Densho Digital Archive
Densho Visual History Collection
Title: Yoshihiro Uchida Interview
Narrator: Yoshihiro Uchida
Interviewer: Tom Ikeda
Location: San Jose, California
Date: May 17, 2012
Densho ID: denshovh-uyoshihiro-01-0016

<Begin Segment 16>

TI: So let's get you back to San Jose. So when you're done with the military, you decide to return to San Jose to go back to school?

YU: Right.

TI: And at this point, were, was the rest of your family in Japan?

YU: They had all gone back, yes.

TI: So you were, from a family standpoint, the only one left.

YU: Right.

TI: And what were you thinking at that point? I mean, so go to school, and what were your thoughts in terms of what you would do?

YU: Well, I was thinking of going to school, finishing up, but I had to, I changed my major because while in the service, when I went to Fort Warren, Wyoming, I had an opportunity going to personnel. The guy says, "What have you been doing?" He said, "You have all the qualifications, chemical, a lot of chemistry and engineering, calculus and everything." He said, "Why don't you, what have you been doing?" I said, "Well, I've been cleaning theaters and doing dishes." And he says, "Did you go through personnel?" "Oh yes." He says, "Well, you have enough on chemistry and laboratory experience that maybe you could be of help in our hospital." I said, "Doing what?" Said, "Working in the laboratory." I said, "That sounds good." He said, "Would you like to do that?" So I said, "Sure." So I went to the laboratory and said, "I'm reporting for duty." And the captain says, "Oh sure." He says, "Glad to have you," and says, well, gave it to the sergeant. The sergeant says, "We have, we want you to wash these dishes and this, this, this." It was all washing job. I said, "Okay."

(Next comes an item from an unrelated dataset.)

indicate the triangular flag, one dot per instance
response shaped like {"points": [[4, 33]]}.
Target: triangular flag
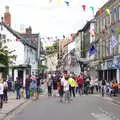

So I got doing that, and I had Japanese friends, Niseis I got to know, and they said, "Yosh, you got to do this." First they were very cool about it, but as time went they got very friendly and said, "You got to do it this way. Do this, do this." And they showed me many things I had to learn, laboratory work. And it looked fun, so, "How'd you guys get this?" They said, "We went to laboratory school." I said, "So you think going to laboratory school, I can do that, be able to do?" And they said, "No, you don't have to go to laboratory. We'll teach you." I said, "Oh yeah?" "Yeah." Then, fortunately, there were two pathologists, young lieutenants, just got, just got out of school, I think, and the two of 'em -- and one of 'em was from Duke University and the other one was Stanford University -- and they said, I wanted to go to school, they said, "You don't need to go to school. We'll teach you." Says, "After you get your work done at about twelve or one o'clock," says, "report to us and we'll help you." So I would work and then finish up and go to the two lieutenants' office, and they say, "Well, okay, I guess I'll have Dr. Margolis teach today." And they would give me basic, "And so we'll stay with immunity, so we'll go basic." So they, basic laboratory, and I'd say, they'll say, "Did you understand?" I said, "No, I didn't understand." He said, "Well, when you inject something foreign into your body, it forms an antibody, and these antibodies fight whatever foreign particle come in." So they would draw the things for me so that I could -- "Oh, I see." And this is how I learned from two real nice people who, this fellow at Stanford knew about the Japanese being evacuated. Fellow from Duke, he didn't know anything about the Japanese. He knew I was a Japanese, but that was it. And the Nikkei soldiers there who had -- they were good med techs, they had graduated from Davis and all that, they were very good -- and they said, "Okay, Yosh, we'll help you along too." So I got all kinds of help, and so I knew more laboratory and about the human body than most average guys that went to the hospital in, army hospital training.

TI: And so when you returned to San Jose State and took biological sciences, I mean, it sounds like you already were probably already qualified to get your degree. You probably had all that information.

YU: Well, I understood it. I'd take, like hematology, and I knew all about it, I mean, I studied in class, but everything the professor talked about, I had already heard. So it made it easier.

TI: Yeah, so probably, when you returned to college, it was pretty easy for you.

YU: It wasn't easy, because we had, I had a wife and a little girl, so I had to support them too.